When I my husband proposed, I was real glad. Not just because I love him and all of that, but because I would become Sharie Derrickson, which I think sounds pretty author-ish, although I think my name would be way cooler if it were Countess Sharie Von Derrickson.
I was so excited. I marched down the aisle thinking to myself, “Yippee, no more Chevy Cowhoun. Yaaaay.”

Then, the minister turned to the audience and said, “May I present to you, Mr. and Mrs. Timothy Dickerson.”

“That’s not our name,” I snapped.

“Oh, sorry,” he said. “I mean Mr. and Mrs. Thomas Dickerson.”

“Still not right,” I said. “Look at the paperwork.”

“Okay, got it now,” he said, smiling. “May I present to you Mr. and Mrs. Derkerson.”

“Whatever,” I said, scowling.

And that’s the way it has been for more than 17 years. Here is a partial list of names I now answer to:

Shelly Dickinson
Charles Dickens
Sharon Dorkerson
Cheryl Deckerson
Leif Erickson
Sally Sickenson
Susie Simpleton
Sonny Bonoson
and, Mom.

My husband responds to:

Tom Derelictson
Tad Dummyson
Troy DaVinci-son
Tim Erlickson
Ted Kazinskison
The guy who carries her luggage,
and, Dad.

But, most who get our name wrong call us Tom and Shane Dickerson, and, we used to correct people, but we stopped doing that a long time ago. Now, if the UPS man comes and says, “Is this the address for Tom and Shane Dickerson?” we both just say, “Sure. Why not.”

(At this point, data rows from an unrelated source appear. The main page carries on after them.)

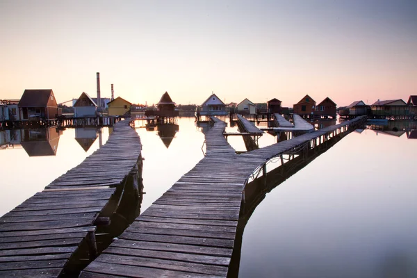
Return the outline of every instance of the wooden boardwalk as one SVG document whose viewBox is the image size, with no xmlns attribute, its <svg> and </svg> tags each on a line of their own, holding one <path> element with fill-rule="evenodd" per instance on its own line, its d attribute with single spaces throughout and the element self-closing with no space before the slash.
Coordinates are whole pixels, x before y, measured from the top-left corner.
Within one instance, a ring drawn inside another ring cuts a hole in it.
<svg viewBox="0 0 417 278">
<path fill-rule="evenodd" d="M 262 136 L 263 134 L 263 131 L 258 129 L 253 122 L 248 121 L 241 115 L 237 114 L 236 116 L 238 117 L 238 124 L 238 124 L 239 130 L 241 132 L 249 132 L 253 136 Z"/>
<path fill-rule="evenodd" d="M 101 148 L 0 218 L 0 277 L 79 272 L 97 256 L 97 223 L 140 152 L 136 132 L 120 122 Z"/>
<path fill-rule="evenodd" d="M 294 127 L 294 125 L 293 124 L 291 124 L 290 122 L 287 121 L 280 114 L 278 114 L 278 113 L 274 114 L 274 120 L 275 120 L 275 122 L 277 124 L 278 127 L 290 127 L 290 128 Z"/>
<path fill-rule="evenodd" d="M 285 120 L 281 115 L 275 114 L 275 121 L 279 123 L 279 127 L 273 127 L 268 129 L 263 129 L 264 130 L 273 130 L 276 132 L 285 132 L 285 131 L 304 131 L 304 132 L 313 132 L 314 131 L 314 126 L 309 123 L 307 121 L 304 120 L 301 116 L 297 114 L 293 115 L 293 120 L 294 124 L 291 124 L 286 120 Z"/>
<path fill-rule="evenodd" d="M 363 119 L 236 155 L 217 119 L 206 156 L 91 263 L 81 277 L 225 277 L 249 177 L 271 158 L 347 134 Z"/>
</svg>

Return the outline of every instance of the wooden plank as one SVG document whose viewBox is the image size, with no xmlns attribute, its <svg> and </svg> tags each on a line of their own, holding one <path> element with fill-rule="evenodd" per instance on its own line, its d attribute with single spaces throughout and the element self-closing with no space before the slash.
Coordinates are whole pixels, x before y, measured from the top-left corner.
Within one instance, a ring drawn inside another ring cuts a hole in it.
<svg viewBox="0 0 417 278">
<path fill-rule="evenodd" d="M 54 247 L 41 248 L 26 248 L 15 250 L 0 250 L 0 256 L 22 255 L 50 255 L 52 254 L 72 253 L 77 249 L 76 246 Z"/>
<path fill-rule="evenodd" d="M 83 238 L 0 243 L 0 250 L 49 247 L 55 246 L 79 246 Z"/>
<path fill-rule="evenodd" d="M 20 262 L 8 262 L 0 264 L 0 276 L 1 270 L 14 270 L 36 268 L 63 268 L 67 260 L 48 260 L 48 261 L 20 261 Z"/>
<path fill-rule="evenodd" d="M 164 251 L 143 250 L 140 249 L 133 249 L 126 247 L 120 248 L 113 246 L 111 246 L 108 248 L 107 248 L 104 253 L 123 256 L 130 255 L 133 256 L 141 256 L 145 258 L 163 259 L 167 260 L 188 261 L 190 263 L 211 264 L 214 265 L 227 266 L 229 265 L 229 263 L 230 263 L 230 258 L 224 256 L 210 256 L 197 254 L 178 253 Z"/>
<path fill-rule="evenodd" d="M 87 232 L 42 234 L 38 236 L 8 236 L 0 237 L 0 243 L 23 243 L 27 241 L 51 240 L 56 239 L 83 238 L 87 236 Z"/>
<path fill-rule="evenodd" d="M 104 254 L 97 260 L 106 263 L 114 263 L 132 266 L 145 266 L 149 268 L 167 269 L 177 271 L 185 271 L 211 275 L 226 275 L 227 268 L 202 263 L 188 263 L 172 260 L 163 260 L 156 258 L 131 257 Z"/>
<path fill-rule="evenodd" d="M 182 271 L 174 271 L 170 270 L 163 270 L 154 268 L 144 268 L 141 266 L 124 265 L 118 264 L 110 264 L 94 261 L 90 263 L 80 275 L 80 278 L 85 277 L 85 272 L 96 272 L 105 275 L 120 275 L 128 277 L 195 277 L 195 278 L 215 278 L 218 277 L 215 275 L 207 275 L 203 274 L 197 274 L 192 272 L 186 272 Z"/>
<path fill-rule="evenodd" d="M 17 231 L 70 228 L 73 227 L 92 226 L 94 219 L 80 218 L 76 220 L 34 222 L 26 223 L 0 223 L 0 231 Z"/>
<path fill-rule="evenodd" d="M 3 264 L 7 262 L 18 262 L 18 261 L 51 261 L 52 260 L 60 260 L 65 259 L 67 260 L 72 255 L 71 253 L 63 253 L 63 254 L 43 254 L 43 255 L 31 255 L 31 256 L 0 256 L 0 263 Z M 0 276 L 1 277 L 1 276 Z"/>
<path fill-rule="evenodd" d="M 11 236 L 32 236 L 39 235 L 50 235 L 58 234 L 71 234 L 79 232 L 95 231 L 95 226 L 76 227 L 63 229 L 51 229 L 42 230 L 19 231 L 6 231 L 0 232 L 0 238 L 6 238 Z"/>
<path fill-rule="evenodd" d="M 0 271 L 2 278 L 55 278 L 58 277 L 62 268 L 39 268 L 32 270 L 17 270 Z"/>
<path fill-rule="evenodd" d="M 29 223 L 40 221 L 70 220 L 74 219 L 96 219 L 97 213 L 72 213 L 63 215 L 47 215 L 36 216 L 3 216 L 0 218 L 0 223 Z"/>
<path fill-rule="evenodd" d="M 224 238 L 197 238 L 183 236 L 165 236 L 154 234 L 131 233 L 125 231 L 118 237 L 136 241 L 153 241 L 165 243 L 177 243 L 193 245 L 211 246 L 218 247 L 232 248 L 234 240 Z"/>
</svg>

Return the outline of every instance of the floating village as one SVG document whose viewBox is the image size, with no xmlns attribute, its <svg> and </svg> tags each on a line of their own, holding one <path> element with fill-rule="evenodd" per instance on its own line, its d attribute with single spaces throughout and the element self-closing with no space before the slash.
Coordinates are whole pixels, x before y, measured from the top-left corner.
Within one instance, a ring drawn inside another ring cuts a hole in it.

My daughter is even in on it. Last year, we took her to a store that sold those little key chains and told her to pick out a new name. “Look, it’s about time that you picked your own name – what do you want people to call you when they get your name wrong?”

“Rhonda,” she said.

“Rhonda it is,” we said, grabbing the key chain. We then had a great bonding moment when we hugged, looking at our new key chains with the names Tom, Shane, and Rhonda on them.

So, I guess the point of the story is, we give up. Call us what you will. We don’t care anymore because, as Shakespeare said, "What's in a name? That which we call a roseby any other word would smell as sweet,” – even if you call me Shirley Cowpie or Shelly Stinkerson. I’m not going to let it get under my skin, and in the immortal words of my cosmic Godfather, Frankie Valli, “Big girls don’t cry.” Sing it Frankie. Everybody now. . . “Sha-a-a-aa-a-rie Ba-by.” Oh, man, I’m gunna have trouble getting THAT out of my head now. Thanks a lot.

© 2006 Sharie Derrickson. Previously printed in the Thousand Islands Sun.